Le prolétariat moderne, né avec la révolution industrielle, a déjà beaucoup changé, et change encore radicalement, sous l’effet de la « mondialisation », résultante de la domination impérialiste actuellement sans partage, autre qu’entre rapaces impérialistes eux-même, et sans résistance, autre que très locale ou très partielle.

Mais de même que la bourgeoisie tenait entre ses mains, depuis le cœur du moyen-âge, les clefs de l’avenir, c’est, aujourd’hui encore, et depuis son apparition en tant que classe industrielle, le prolétariat qui les détient, désormais.

Cela peut paraitre moins évident, aujourd’hui, en Occident, mais le prolétariat industriel mondial continue de croitre, et ici, l’extension du secteur tertiaire, combinée avec la paupérisation des classes moyennes et la marchandisation des services, crée, avec la crise, une nouvelle extension du prolétariat.

Au cours des trois derniers siècles, les plus grandes révolutions, bourgeoises comme prolétariennes, et presque simultanément dans certains cas, ont connu leur lots d’épopées, de tragédies et d’errements, mais dans tous les cas, l’histoire est écrite par les vainqueurs.

Actuellement, c’est la bourgeoisie qui a nettement repris le dessus, à l’échelle mondiale, même si tout le monde comprend bien que cette « domination » repose sur les sables mouvants et boueux de sa propre crise.

Même dans ses tentatives vaines de raffermir sa base instable, la bourgeoisie n’en continue donc pas moins de proclamer haut et fort, et même d’autant plus fort, ses prétendues « valeurs éthiques », y comprit à grands renforts, précisément, de rappels « historiques », pourtant parfois nauséabonds, comme celui du colonialisme, puisant ses racines dans l’esclavagisme.

Et même si la bourgeoisie n’affirme pas plus vouloir rétablir l’esclavagisme que l’échafaud ou la guillotine, elle n’en continue pas moins à vouloir nous faire entonner ce couplet selon lequel un sang « impur » abreuve son sillon, qu’elle continue très concrètement et quasi quotidiennement d’irriguer, par ses opérations militaires aux quatre coins du monde.

Et lorsqu’elle prétend critiquer la « violence répressive » du bolchévisme elle omet de rappeler que sa propre survie ne tient qu’aux bains de sang et à la furia destructrice qu’elle impose régulièrement aux peuples du monde, et encore aujourd’hui, même si de façon plus « diffuse » que pendant les deux guerres mondiales.

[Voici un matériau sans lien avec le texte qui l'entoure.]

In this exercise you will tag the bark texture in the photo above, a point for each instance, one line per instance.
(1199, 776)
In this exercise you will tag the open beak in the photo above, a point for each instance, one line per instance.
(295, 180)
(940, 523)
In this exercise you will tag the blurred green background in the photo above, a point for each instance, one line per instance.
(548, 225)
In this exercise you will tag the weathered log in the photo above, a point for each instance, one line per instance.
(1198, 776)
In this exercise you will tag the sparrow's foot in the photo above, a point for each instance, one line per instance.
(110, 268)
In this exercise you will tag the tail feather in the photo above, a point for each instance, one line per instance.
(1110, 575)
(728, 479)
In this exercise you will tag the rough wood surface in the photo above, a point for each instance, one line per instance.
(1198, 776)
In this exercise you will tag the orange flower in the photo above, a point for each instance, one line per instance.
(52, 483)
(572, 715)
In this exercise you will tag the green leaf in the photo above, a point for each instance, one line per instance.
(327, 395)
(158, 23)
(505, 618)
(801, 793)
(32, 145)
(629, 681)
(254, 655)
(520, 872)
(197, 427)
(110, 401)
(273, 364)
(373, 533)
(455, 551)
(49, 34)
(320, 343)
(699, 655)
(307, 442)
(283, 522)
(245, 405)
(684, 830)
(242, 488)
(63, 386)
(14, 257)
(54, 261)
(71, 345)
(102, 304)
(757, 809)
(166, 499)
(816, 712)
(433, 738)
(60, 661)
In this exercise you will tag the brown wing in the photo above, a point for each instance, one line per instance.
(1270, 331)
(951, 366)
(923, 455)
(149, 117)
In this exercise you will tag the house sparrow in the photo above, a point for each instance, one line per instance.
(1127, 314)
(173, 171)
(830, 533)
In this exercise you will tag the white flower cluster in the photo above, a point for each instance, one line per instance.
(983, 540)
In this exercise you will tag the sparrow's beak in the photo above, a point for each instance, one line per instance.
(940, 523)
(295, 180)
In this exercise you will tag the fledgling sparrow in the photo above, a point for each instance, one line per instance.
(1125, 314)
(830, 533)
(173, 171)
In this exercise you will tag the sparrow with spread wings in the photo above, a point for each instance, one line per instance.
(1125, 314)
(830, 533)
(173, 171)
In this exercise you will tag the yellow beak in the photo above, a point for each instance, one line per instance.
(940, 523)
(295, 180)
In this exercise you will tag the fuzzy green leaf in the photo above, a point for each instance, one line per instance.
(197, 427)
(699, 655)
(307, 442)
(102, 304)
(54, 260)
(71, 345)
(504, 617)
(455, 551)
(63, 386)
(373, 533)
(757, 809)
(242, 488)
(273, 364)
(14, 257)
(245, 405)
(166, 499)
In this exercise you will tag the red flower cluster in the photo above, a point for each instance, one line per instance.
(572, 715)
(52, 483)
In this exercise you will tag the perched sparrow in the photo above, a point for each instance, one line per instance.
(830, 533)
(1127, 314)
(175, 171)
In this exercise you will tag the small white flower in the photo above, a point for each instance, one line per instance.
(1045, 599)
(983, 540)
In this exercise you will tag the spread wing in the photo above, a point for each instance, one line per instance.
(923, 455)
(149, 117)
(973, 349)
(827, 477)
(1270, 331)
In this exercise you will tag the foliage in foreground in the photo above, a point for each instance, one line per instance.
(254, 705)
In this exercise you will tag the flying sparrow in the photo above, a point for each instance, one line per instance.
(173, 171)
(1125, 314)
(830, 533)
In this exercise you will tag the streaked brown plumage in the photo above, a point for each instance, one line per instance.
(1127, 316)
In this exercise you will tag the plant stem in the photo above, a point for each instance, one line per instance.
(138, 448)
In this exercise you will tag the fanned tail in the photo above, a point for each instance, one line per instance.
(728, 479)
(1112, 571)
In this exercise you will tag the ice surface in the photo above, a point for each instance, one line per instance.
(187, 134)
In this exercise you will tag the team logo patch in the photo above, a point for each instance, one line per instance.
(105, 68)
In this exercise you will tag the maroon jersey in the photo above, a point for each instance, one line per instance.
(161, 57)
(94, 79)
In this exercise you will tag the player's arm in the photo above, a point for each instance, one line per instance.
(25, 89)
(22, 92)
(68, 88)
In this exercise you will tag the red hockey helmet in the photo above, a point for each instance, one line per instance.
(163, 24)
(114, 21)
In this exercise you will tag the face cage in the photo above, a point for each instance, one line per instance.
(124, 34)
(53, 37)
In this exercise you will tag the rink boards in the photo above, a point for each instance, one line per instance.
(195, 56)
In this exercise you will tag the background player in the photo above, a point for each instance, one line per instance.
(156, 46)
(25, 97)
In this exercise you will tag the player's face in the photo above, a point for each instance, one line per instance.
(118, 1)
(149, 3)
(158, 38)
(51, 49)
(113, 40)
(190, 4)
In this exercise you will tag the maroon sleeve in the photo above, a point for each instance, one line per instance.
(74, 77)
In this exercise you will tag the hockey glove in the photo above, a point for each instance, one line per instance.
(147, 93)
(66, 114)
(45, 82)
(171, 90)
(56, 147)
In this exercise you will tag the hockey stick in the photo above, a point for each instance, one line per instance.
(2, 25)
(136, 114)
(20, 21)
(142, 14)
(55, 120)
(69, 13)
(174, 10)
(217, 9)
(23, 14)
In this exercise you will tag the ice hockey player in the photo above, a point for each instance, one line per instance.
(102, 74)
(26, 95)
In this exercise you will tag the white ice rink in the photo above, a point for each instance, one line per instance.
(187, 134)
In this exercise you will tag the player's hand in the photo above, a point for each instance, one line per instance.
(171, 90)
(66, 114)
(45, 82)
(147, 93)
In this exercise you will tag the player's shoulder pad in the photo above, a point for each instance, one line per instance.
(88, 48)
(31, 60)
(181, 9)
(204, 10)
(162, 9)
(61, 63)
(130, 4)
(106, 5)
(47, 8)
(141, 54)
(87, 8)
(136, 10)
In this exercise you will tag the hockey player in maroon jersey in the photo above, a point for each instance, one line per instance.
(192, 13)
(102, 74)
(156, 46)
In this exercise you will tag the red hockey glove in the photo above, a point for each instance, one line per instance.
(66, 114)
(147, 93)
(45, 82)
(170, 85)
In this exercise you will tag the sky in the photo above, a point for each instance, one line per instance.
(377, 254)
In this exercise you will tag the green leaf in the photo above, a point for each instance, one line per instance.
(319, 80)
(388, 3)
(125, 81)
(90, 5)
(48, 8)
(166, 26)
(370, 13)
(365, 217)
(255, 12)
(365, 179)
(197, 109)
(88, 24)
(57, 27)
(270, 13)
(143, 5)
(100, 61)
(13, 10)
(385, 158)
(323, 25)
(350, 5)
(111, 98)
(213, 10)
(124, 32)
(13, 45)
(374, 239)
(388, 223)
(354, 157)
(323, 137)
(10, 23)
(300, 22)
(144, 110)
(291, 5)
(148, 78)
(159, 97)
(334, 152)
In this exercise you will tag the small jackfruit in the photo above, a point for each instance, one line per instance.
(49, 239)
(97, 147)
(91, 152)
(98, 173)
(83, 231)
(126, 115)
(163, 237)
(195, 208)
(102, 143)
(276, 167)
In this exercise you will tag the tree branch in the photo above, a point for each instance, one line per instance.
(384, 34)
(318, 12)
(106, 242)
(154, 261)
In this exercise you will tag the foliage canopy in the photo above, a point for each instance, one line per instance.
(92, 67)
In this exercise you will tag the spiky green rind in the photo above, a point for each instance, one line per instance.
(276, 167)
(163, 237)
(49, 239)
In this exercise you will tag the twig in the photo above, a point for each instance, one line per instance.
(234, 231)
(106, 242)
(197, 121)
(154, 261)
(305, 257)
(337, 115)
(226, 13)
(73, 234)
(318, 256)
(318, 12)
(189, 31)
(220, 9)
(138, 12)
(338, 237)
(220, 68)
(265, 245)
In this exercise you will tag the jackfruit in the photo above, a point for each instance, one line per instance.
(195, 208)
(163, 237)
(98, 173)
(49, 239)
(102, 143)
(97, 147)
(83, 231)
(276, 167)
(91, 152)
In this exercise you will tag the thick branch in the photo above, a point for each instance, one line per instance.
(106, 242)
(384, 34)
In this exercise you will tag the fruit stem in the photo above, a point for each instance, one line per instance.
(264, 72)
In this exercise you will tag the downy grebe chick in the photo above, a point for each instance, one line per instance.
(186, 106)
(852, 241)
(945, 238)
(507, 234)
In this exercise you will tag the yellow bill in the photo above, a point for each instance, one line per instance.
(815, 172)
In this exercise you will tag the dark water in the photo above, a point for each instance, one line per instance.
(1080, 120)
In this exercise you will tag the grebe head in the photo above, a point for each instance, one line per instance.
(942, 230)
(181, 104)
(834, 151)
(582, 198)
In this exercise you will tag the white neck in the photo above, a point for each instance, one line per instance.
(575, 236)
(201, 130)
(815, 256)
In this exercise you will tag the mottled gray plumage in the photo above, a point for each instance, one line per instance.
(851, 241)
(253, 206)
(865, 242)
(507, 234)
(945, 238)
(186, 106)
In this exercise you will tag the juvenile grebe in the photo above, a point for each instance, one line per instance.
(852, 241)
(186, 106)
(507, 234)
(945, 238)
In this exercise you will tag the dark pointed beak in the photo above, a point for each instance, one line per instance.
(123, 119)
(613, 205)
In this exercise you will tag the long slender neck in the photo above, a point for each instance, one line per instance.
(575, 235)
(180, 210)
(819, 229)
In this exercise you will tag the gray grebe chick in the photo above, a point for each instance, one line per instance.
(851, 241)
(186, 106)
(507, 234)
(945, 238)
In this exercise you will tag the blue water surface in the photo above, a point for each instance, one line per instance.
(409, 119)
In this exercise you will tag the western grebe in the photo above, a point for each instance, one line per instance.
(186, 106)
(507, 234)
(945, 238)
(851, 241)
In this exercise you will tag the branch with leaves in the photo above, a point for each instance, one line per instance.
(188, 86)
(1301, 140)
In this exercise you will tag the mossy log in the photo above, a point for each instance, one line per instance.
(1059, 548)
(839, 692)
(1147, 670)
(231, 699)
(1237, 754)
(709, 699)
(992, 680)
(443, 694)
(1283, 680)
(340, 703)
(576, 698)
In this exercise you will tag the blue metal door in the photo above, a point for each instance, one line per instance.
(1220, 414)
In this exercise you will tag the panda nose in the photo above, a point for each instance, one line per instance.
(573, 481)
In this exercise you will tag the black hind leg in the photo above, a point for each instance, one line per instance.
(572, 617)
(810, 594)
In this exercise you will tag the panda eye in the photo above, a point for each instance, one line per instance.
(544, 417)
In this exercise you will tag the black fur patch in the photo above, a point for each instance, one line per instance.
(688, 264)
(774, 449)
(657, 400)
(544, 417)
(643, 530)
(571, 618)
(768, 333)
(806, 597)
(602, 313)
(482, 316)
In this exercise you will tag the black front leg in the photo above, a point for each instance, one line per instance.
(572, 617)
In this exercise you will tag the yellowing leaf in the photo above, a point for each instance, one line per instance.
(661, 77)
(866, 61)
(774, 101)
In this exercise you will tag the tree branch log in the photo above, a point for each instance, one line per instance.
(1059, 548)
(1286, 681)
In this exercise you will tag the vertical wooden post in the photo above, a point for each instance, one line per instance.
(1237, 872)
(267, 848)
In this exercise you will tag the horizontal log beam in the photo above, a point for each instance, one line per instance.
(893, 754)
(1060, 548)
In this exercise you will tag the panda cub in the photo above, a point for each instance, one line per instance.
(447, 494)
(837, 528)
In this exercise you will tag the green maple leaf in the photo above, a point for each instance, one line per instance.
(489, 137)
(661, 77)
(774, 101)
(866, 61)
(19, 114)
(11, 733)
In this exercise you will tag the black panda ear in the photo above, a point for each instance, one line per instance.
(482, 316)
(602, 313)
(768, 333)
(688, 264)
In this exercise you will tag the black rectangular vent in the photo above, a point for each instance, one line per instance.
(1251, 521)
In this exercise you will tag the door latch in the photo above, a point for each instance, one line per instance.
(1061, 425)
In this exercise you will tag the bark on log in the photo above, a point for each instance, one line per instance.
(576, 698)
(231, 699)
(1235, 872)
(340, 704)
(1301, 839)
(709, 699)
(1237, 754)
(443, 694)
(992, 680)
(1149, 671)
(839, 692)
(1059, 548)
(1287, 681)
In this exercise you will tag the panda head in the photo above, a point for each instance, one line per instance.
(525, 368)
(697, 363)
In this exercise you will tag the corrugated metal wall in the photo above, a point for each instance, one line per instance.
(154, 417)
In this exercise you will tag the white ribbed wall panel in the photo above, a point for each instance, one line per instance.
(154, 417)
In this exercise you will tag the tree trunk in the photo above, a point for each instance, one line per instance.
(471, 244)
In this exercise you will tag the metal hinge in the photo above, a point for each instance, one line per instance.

Très récemment, dans la première phase de la campagne électorale française, grâce, entre autres, au scandale des « très beaux costumes » du « Très Honorable François Fillon », a ressurgi l’ombre de la « Françafrique », fer de lance néocolonialiste sanguinolent de notre « très démocratique » bourgeoisie française...

Rappelons en deux mots l’un des « exploits » les plus saillants de la dite « Françafrique », en 1994, en seulement 3 mois, le génocide rwandais a fait très « officiellement » 800 000 victimes, le plus souvent massacrées à la machette, jusque dans les églises... 800 000, et beaucoup plus, selon d’autres sources, peu suspectes de partialité :

http://www.la-croix.com/Actualite/Monde/Genocide-au-Rwanda-un-million-de-morts-en-100-jours-2014-04-10-1134203

https://fr.wikipedia.org/wiki/G%C3%A9nocide_des_Tutsis_au_Rwanda

https://tribunemlreypa.wordpress.com/2017/05/24/1994-2017-collaboration-droite-gauche-un-heritage-sanglant-et-mortifere/

Sur trente années, la répression politique en URSS « stalinienne » n’en a pas fait autant, selon les sources originales, à l’ouverture des archives soviétiques, sur lesquelles se sont précipitées nos « chercheurs » occidentaux, et EU, notamment, en premiers...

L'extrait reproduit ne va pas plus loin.